On Fri, Mar 04, 2016 at 01:11:47PM +0100, Phil Sutter wrote:
> Signed-off-by: Phil Sutter <phil@nwl.cc>

great to see TC doc!
Few comments:

> +TC, the Traffic Control utility, has been there for a very long time - forever
> +in my humble perception. It is still (and has ever been if I'm not mistaken) the
> +only tool to configure QoS in Linux.

please make the doc less subjective. The above paragraph can be removed.

> +\section*{Conclusion}
> +
> +My personal impression is that although the \cmd{tc} utility is an absolute
> +necessity for anyone aiming at doing QoS in Linux professionally, there are way
> +too many loose ends and trip wires present in it's environment. Contributing to
> +this is the fact, that much of the non-essential functionality is redundantly
> +available in netfilter. Another problem which adds weight to the first one is a
> +general lack of documentation. Of course, there are many HOWTOs and guides in
> +the internet, but since it's often not clear how up to date these are, I prefer
> +the usual resources such as man or info pages. Surely nothing one couldn't fix
> +in hindsight, but quality certainly suffers if the original author of the code
> +does not or can not contribute to that.
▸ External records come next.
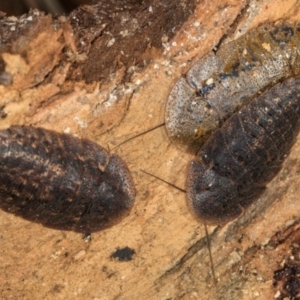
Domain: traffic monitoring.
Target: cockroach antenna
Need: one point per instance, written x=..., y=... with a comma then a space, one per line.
x=139, y=134
x=205, y=226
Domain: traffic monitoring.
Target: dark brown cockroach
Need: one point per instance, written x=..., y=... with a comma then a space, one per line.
x=221, y=83
x=61, y=181
x=240, y=158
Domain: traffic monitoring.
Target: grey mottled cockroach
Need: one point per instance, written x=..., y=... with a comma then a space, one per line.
x=61, y=181
x=240, y=158
x=221, y=83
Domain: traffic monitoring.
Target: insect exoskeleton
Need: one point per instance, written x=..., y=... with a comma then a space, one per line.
x=238, y=160
x=221, y=83
x=61, y=181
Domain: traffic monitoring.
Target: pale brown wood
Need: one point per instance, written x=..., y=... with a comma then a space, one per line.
x=171, y=260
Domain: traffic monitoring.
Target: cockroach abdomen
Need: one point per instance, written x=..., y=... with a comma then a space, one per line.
x=61, y=181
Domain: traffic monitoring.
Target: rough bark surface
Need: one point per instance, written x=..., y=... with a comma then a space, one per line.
x=104, y=73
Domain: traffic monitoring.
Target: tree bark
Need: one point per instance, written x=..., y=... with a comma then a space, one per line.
x=104, y=73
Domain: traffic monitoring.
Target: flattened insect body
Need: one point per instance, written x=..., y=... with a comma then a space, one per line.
x=61, y=181
x=219, y=84
x=239, y=159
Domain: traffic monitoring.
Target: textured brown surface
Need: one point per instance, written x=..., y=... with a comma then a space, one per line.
x=171, y=258
x=61, y=181
x=222, y=82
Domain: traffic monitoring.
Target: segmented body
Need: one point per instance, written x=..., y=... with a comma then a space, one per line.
x=239, y=159
x=61, y=181
x=222, y=82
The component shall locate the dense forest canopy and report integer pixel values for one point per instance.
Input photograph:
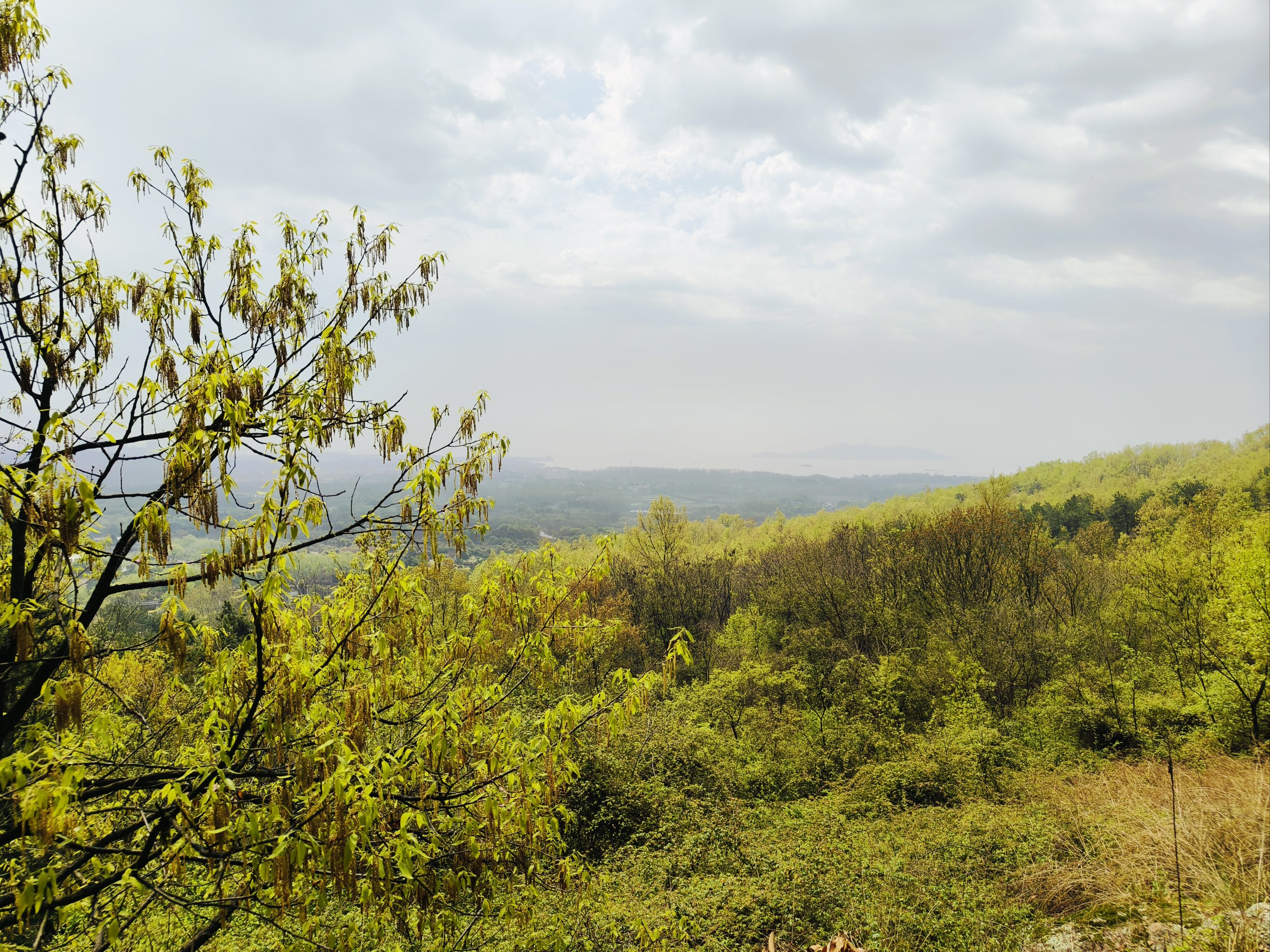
(232, 718)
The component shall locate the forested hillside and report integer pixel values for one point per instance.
(246, 709)
(946, 721)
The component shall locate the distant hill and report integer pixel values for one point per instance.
(855, 451)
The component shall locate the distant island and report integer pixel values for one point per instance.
(855, 451)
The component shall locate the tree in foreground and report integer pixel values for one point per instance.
(362, 767)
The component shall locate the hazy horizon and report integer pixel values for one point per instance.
(681, 235)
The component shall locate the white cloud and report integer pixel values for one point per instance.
(918, 195)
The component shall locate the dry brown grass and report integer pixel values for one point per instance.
(1116, 838)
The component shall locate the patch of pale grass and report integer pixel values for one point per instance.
(1114, 837)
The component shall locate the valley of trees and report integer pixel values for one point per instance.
(954, 720)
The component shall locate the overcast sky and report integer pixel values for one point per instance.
(682, 233)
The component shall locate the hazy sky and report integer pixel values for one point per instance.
(684, 233)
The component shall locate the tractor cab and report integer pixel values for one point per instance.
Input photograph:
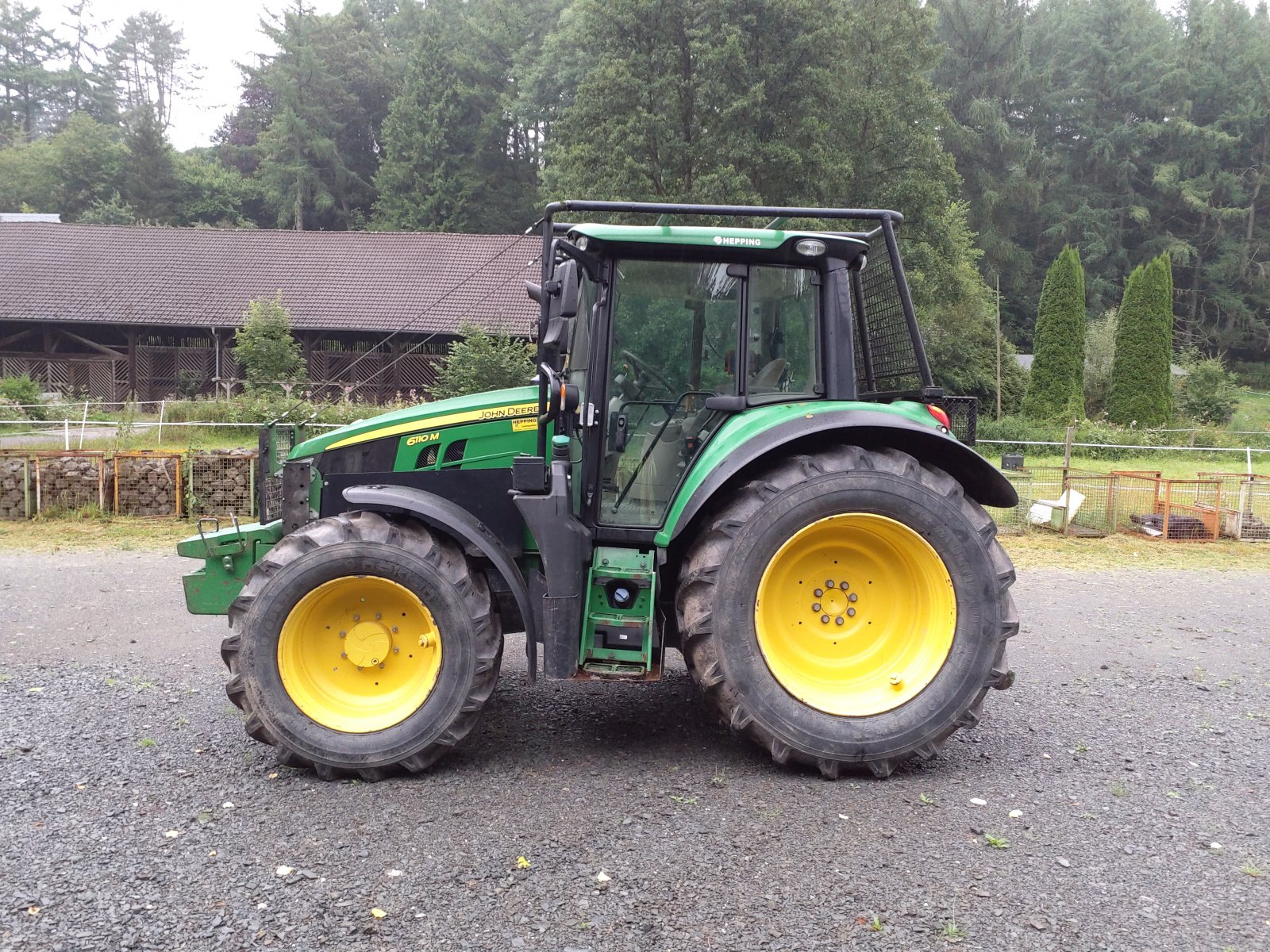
(652, 340)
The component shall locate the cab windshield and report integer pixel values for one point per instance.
(676, 342)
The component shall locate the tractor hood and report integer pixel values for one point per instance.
(495, 405)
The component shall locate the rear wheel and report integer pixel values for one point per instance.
(362, 647)
(848, 608)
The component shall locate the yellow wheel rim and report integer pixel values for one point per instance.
(360, 654)
(855, 615)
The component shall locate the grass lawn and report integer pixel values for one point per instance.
(1253, 413)
(122, 532)
(1038, 550)
(1170, 465)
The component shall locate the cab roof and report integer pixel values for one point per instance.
(724, 239)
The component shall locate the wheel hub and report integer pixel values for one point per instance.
(360, 654)
(816, 634)
(368, 644)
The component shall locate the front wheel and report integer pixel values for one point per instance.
(362, 647)
(849, 607)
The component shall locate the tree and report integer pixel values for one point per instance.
(1208, 393)
(86, 86)
(452, 158)
(25, 50)
(264, 347)
(1141, 374)
(210, 194)
(308, 165)
(114, 211)
(87, 163)
(986, 69)
(150, 178)
(1056, 389)
(150, 65)
(483, 361)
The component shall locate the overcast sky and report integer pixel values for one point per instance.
(217, 35)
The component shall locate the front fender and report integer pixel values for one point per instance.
(869, 428)
(463, 526)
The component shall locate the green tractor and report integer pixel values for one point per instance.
(733, 448)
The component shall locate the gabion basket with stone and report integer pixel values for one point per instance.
(148, 484)
(222, 484)
(71, 482)
(14, 488)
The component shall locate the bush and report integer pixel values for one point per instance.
(23, 390)
(1056, 389)
(482, 362)
(1208, 393)
(264, 347)
(252, 409)
(10, 412)
(1099, 355)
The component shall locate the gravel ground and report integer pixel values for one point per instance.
(140, 816)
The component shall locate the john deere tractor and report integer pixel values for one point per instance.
(733, 448)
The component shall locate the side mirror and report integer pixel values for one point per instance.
(571, 289)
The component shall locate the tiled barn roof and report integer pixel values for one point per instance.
(422, 282)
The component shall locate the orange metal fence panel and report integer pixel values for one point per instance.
(16, 482)
(74, 480)
(148, 484)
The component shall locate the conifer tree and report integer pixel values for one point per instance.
(1141, 384)
(1057, 386)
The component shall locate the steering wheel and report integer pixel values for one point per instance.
(641, 366)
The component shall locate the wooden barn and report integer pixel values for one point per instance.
(149, 311)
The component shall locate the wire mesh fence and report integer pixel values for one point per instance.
(14, 486)
(1245, 505)
(221, 484)
(1176, 511)
(71, 482)
(148, 484)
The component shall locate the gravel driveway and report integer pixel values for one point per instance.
(139, 816)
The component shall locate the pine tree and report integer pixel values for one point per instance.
(150, 178)
(1141, 374)
(448, 164)
(1057, 386)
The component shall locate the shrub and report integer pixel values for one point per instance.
(25, 391)
(1141, 381)
(1099, 355)
(264, 347)
(10, 412)
(1208, 393)
(1056, 389)
(483, 362)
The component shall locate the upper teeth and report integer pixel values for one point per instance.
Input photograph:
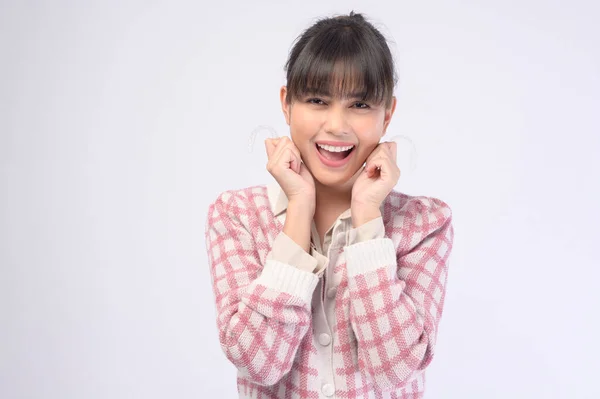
(334, 149)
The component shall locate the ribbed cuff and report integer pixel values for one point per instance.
(285, 250)
(366, 256)
(282, 277)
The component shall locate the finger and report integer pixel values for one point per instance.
(288, 159)
(392, 148)
(270, 145)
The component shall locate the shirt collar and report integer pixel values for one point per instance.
(279, 202)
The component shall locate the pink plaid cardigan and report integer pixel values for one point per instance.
(385, 296)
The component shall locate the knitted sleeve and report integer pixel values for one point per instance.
(397, 294)
(263, 311)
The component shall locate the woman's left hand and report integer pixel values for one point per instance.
(377, 179)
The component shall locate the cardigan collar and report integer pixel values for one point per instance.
(279, 202)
This one is also very subjective and not suitable for the iproute2 doc.
Please remove it.

> +All that being said, once the steep learning curve has been mastered, the
> +conglomerate of (classful) qdiscs, filters and actions provides a highly
> +sophisticated and flexible infrastructure to perform QoS, which plays nicely
> +along with routing and firewalling setups.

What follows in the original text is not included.